Movie Reviews
Absolutely Fabulous: The Movie
Reviewer: Freda Cooper
Director: Mandie Fletcher
Stars: Jennifer Saunders, Joanna Lumley, Jane Horrocks and 60 celebrity cameos
Certificate: 15
Released 1st July 2016
Adapting a much-loved TV series for the big screen is fraught with danger and cinema history is littered with the failures. So “Absolutely Fabulous:The Movie” arrived with large question marks hovering over it and no small amount of trepidation. That’s the bad news. The good news is that, almost 25 years since “Wheel’s On Fire” heralded its arrival, the outrageous comedy about London’s least successful PR is not just funny, but as grotesque as ever.

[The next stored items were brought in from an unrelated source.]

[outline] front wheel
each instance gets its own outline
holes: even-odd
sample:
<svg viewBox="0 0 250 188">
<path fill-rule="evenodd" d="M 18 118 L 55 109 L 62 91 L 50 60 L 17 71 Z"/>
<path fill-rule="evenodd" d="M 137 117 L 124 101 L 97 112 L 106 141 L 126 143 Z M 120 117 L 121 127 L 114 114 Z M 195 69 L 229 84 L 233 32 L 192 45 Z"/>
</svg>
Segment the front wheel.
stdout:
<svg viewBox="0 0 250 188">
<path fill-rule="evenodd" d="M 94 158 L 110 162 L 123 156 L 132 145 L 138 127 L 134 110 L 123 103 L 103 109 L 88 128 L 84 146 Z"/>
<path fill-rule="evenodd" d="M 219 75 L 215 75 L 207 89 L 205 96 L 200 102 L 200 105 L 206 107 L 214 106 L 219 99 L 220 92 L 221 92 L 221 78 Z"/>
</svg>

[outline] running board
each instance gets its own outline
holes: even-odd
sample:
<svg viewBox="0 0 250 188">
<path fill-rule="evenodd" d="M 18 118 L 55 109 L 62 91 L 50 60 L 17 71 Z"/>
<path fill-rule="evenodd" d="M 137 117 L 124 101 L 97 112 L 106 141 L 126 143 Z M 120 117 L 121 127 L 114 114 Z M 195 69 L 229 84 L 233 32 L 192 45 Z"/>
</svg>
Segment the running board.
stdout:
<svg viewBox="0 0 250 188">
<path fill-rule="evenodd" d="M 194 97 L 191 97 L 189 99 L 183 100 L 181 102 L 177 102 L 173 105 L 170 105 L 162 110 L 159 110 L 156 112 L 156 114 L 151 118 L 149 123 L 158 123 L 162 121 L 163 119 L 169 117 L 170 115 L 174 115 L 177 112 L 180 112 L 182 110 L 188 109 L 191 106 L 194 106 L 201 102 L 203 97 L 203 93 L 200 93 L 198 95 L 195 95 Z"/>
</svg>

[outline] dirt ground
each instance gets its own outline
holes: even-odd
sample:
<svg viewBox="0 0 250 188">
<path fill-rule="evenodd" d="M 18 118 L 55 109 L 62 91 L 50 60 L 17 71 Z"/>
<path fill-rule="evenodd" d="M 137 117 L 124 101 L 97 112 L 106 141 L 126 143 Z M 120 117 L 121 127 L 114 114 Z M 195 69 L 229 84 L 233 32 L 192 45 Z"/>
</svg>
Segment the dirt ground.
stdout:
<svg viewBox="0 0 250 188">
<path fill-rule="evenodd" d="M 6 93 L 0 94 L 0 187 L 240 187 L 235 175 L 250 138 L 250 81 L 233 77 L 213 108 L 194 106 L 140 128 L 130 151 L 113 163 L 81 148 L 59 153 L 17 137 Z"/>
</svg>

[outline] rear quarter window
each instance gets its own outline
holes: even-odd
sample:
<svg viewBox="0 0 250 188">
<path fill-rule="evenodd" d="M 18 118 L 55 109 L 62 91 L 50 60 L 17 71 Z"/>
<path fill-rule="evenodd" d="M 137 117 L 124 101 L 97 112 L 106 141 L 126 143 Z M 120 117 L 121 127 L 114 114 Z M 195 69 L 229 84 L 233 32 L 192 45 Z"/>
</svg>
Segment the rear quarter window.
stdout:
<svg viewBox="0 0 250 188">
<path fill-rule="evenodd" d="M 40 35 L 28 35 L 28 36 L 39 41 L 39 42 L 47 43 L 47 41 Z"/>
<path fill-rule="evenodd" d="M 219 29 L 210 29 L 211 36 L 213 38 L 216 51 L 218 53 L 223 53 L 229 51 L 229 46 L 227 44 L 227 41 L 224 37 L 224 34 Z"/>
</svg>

This time Eddie Monsoon (Jennifer Saunders) is up against it in just about every way. The money has run out – none of her credit cards work and the Bolly fridge is empty – and she can’t cope with PR 2016 style, all do-it-yourself social media. She’s managed to hold on to her long-suffering two clients, Lulu and Emma Bunton, and then the chance to be Kate Moss’s PR comes up. She can’t resist – but when she gets close to Kate, the supermodel ends up falling in the Thames and drowns. Eddie’s identified as the culprit and the paparazzi are on her tail, so she Patsy (Joanna Lumley) need to come up with an escape plan. And they decide on the French Riviera.

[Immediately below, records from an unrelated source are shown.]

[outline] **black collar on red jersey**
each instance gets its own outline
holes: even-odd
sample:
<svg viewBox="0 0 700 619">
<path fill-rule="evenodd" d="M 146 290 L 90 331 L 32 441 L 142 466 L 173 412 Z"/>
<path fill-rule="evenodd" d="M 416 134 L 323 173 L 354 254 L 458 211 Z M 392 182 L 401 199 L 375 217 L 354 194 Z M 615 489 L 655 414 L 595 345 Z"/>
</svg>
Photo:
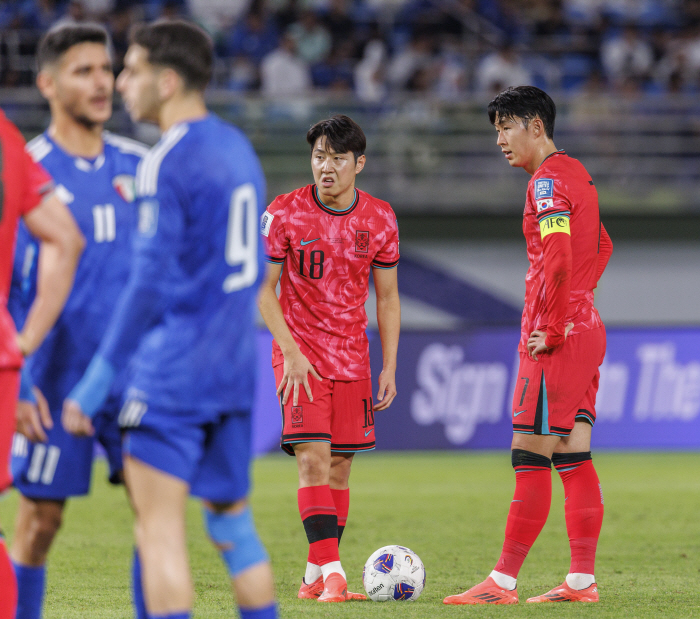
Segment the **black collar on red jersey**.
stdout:
<svg viewBox="0 0 700 619">
<path fill-rule="evenodd" d="M 320 208 L 324 213 L 328 213 L 329 215 L 347 215 L 355 210 L 355 207 L 360 201 L 360 194 L 357 191 L 357 189 L 355 189 L 355 199 L 352 201 L 352 204 L 348 206 L 348 208 L 346 208 L 344 211 L 336 211 L 335 209 L 329 208 L 323 202 L 321 202 L 321 199 L 318 197 L 317 192 L 318 187 L 316 187 L 316 185 L 313 185 L 311 187 L 311 195 L 314 197 L 314 202 L 316 202 L 316 206 L 318 206 L 318 208 Z"/>
<path fill-rule="evenodd" d="M 549 153 L 549 155 L 547 155 L 547 156 L 542 160 L 542 163 L 544 163 L 545 161 L 547 161 L 547 159 L 549 159 L 550 157 L 554 157 L 554 155 L 566 155 L 566 152 L 564 151 L 563 148 L 562 148 L 561 150 L 555 150 L 553 153 Z M 537 167 L 538 167 L 538 168 L 541 167 L 541 166 L 542 166 L 542 163 L 540 163 L 540 165 L 538 165 Z"/>
</svg>

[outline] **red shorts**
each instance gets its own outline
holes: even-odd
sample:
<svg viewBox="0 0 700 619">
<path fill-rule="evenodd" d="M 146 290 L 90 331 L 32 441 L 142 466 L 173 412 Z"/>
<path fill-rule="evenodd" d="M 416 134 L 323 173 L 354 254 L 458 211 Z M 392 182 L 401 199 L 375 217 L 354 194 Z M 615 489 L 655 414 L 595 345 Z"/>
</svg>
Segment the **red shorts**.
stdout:
<svg viewBox="0 0 700 619">
<path fill-rule="evenodd" d="M 605 327 L 577 333 L 533 360 L 520 353 L 513 432 L 568 436 L 576 421 L 595 423 Z"/>
<path fill-rule="evenodd" d="M 0 370 L 0 492 L 12 484 L 10 449 L 15 433 L 19 370 Z"/>
<path fill-rule="evenodd" d="M 275 370 L 275 384 L 279 387 L 284 365 Z M 282 439 L 280 447 L 294 455 L 295 443 L 325 442 L 331 451 L 352 453 L 374 449 L 374 411 L 372 408 L 372 381 L 316 380 L 309 377 L 314 401 L 309 402 L 306 390 L 299 388 L 298 405 L 292 404 L 289 393 L 282 410 Z"/>
</svg>

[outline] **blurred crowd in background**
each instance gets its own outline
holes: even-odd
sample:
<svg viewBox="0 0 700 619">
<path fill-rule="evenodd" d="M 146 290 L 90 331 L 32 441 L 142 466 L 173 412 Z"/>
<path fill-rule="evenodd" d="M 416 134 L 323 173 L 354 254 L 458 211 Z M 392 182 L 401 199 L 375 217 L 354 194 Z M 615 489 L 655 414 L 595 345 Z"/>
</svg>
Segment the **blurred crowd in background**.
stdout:
<svg viewBox="0 0 700 619">
<path fill-rule="evenodd" d="M 700 0 L 4 0 L 0 85 L 33 83 L 58 23 L 104 23 L 118 71 L 133 24 L 177 17 L 211 33 L 215 86 L 271 98 L 700 90 Z"/>
</svg>

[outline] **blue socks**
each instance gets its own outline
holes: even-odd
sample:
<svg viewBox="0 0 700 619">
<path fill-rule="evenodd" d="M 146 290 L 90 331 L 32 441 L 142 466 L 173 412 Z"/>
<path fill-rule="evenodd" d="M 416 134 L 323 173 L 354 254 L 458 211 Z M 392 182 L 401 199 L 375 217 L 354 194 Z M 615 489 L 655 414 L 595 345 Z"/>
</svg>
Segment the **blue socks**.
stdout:
<svg viewBox="0 0 700 619">
<path fill-rule="evenodd" d="M 12 565 L 17 575 L 17 619 L 41 619 L 46 566 L 29 567 L 14 562 Z"/>
<path fill-rule="evenodd" d="M 134 605 L 136 619 L 148 619 L 141 583 L 141 560 L 139 559 L 139 549 L 136 546 L 134 546 L 134 556 L 131 560 L 131 603 Z"/>
<path fill-rule="evenodd" d="M 270 604 L 265 608 L 241 608 L 238 607 L 238 612 L 241 613 L 241 619 L 277 619 L 277 604 Z"/>
<path fill-rule="evenodd" d="M 190 613 L 173 613 L 172 615 L 151 615 L 148 619 L 191 619 Z"/>
</svg>

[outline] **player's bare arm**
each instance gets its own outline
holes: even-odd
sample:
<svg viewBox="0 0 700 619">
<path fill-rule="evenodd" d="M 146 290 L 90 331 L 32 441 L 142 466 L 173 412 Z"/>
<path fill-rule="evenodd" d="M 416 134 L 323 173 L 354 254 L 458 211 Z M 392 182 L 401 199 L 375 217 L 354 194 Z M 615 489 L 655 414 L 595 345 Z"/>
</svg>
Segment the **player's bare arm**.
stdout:
<svg viewBox="0 0 700 619">
<path fill-rule="evenodd" d="M 24 223 L 41 243 L 36 298 L 17 336 L 20 350 L 27 356 L 44 341 L 63 309 L 85 239 L 68 207 L 53 194 L 28 213 Z"/>
<path fill-rule="evenodd" d="M 389 408 L 396 397 L 396 354 L 401 330 L 401 302 L 396 269 L 373 269 L 377 293 L 377 324 L 382 342 L 382 371 L 375 411 Z"/>
<path fill-rule="evenodd" d="M 265 281 L 260 287 L 258 295 L 258 308 L 262 314 L 267 328 L 272 333 L 277 344 L 279 344 L 284 355 L 284 375 L 277 388 L 279 396 L 283 391 L 282 404 L 287 404 L 289 392 L 292 392 L 292 404 L 296 406 L 299 402 L 299 385 L 303 385 L 310 402 L 314 398 L 309 384 L 309 374 L 315 379 L 322 380 L 318 372 L 311 365 L 309 360 L 299 350 L 299 346 L 294 341 L 292 333 L 284 320 L 282 307 L 277 298 L 277 282 L 282 273 L 282 265 L 268 264 L 265 274 Z"/>
</svg>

Now, let’s be honest. The plot is as skinny as a size zero model – 40 minutes’ worth expanded into an hour and a half – so it’s padded with some 60 cameos, some just playing themselves, others actually doing a bit of acting. Celeb appearances on that scale are usually there to cover up a film’s shortcomings, except in this case Eddie and Pats exist on the edge of the celebrity bubble. It might be an excessive number, but it is in keeping with the film. What’s actually important, though, isn’t so much the story, but whether the film is faithful to the spirit of the original TV series. It is. Completely. Even if it does sometimes feel like Ab Fab’s Greatest Hits. There’s a genuine sense of affection for the series and the characters, it doesn’t trample on fans’ memories and the audience gets exactly what it knows and what it wants.

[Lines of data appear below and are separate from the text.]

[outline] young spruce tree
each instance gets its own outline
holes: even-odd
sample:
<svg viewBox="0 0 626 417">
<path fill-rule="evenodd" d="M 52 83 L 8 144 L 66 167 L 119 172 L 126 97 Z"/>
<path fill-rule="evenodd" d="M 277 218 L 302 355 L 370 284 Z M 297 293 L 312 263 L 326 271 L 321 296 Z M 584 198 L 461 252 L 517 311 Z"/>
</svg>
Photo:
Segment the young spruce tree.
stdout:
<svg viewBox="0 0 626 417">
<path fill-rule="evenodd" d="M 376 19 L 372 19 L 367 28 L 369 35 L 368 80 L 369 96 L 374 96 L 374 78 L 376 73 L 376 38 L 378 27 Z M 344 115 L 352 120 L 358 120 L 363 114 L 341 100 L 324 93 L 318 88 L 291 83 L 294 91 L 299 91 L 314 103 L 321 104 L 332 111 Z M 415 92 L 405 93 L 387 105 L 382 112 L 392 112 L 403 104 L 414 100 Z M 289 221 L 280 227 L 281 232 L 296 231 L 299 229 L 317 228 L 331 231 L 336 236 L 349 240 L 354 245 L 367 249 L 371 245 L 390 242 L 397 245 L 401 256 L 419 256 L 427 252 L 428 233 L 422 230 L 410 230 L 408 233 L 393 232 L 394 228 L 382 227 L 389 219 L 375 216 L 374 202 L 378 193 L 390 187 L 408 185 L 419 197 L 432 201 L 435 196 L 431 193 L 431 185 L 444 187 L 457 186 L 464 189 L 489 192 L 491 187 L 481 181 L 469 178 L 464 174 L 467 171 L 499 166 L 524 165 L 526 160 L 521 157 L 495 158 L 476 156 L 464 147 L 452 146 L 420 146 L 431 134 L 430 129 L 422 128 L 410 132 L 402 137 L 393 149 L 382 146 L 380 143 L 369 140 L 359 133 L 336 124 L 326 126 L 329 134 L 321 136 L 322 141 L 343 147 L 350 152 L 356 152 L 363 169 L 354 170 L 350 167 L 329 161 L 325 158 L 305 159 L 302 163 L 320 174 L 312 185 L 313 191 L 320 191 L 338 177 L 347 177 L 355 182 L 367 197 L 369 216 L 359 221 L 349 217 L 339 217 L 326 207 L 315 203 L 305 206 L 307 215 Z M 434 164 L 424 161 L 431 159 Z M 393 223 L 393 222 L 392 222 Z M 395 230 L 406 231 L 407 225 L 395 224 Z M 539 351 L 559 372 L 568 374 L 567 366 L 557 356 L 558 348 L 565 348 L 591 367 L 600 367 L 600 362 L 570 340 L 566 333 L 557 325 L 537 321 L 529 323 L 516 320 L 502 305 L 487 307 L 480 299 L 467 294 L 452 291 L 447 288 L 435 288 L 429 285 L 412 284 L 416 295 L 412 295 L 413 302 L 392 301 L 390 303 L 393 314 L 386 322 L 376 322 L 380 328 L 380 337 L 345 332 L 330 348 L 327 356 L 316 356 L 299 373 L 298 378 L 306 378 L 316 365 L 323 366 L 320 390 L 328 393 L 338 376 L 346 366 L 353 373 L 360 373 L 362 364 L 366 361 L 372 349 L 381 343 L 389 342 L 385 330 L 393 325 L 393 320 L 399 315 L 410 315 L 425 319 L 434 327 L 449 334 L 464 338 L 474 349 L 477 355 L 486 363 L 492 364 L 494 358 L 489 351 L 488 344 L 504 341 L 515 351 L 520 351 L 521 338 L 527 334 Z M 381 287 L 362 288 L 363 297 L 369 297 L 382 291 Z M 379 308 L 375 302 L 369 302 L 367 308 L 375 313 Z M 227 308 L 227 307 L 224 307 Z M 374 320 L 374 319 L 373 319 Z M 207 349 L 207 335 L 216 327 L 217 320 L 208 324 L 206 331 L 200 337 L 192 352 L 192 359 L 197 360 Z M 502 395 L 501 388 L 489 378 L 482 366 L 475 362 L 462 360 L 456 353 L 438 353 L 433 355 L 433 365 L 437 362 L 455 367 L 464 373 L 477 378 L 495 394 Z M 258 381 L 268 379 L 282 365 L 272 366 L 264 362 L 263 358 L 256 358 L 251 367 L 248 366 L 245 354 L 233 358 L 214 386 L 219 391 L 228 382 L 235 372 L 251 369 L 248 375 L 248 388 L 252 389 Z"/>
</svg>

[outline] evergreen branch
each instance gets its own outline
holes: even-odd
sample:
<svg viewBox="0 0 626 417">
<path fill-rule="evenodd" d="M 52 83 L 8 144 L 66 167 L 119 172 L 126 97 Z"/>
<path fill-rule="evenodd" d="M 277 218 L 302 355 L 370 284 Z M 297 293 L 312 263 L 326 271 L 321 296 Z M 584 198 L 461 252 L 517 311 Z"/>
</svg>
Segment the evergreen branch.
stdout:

So the original cast is re-united. The joyously empty headed Bubble (Jane Horrocks sporting some delightfully daft costumes as only she can). The straight laced Saffy (Julia Sawalha), most of whose dialogue comprises an appauled “What are you doing?” The astute Mrs Monsoon – we never learn her full name (June Whitfield, relishing every terse line). And the terrifying Magda (Kathy Burke) who never speaks a word when she can shout it. Yet, despite them and all those celebs, the film belongs to the leading ladies, Saunders and Lumley. Lumley especially is a total scene stealer, almost licking her lips while scrolling Tinder and muttering “had him”, “had him”, “had him”. She’s more predatory than ever, reminding Jon Hamm of their encounter when he was just fifteen, a moment he’d rather forget. And don’t ask how she manages to keep what she believes are her youthful good looks.
Eddie, of course, is still obsessed with her weight and her appearance and name dropping as many celebs as she can. Neither of them will ever grow up. Not that we want them to. They’ll always be OTT, shameless, outrageous and wince-making, but that’s the way we love them. And while the film isn’t absolutely fabulous, they most certainly are.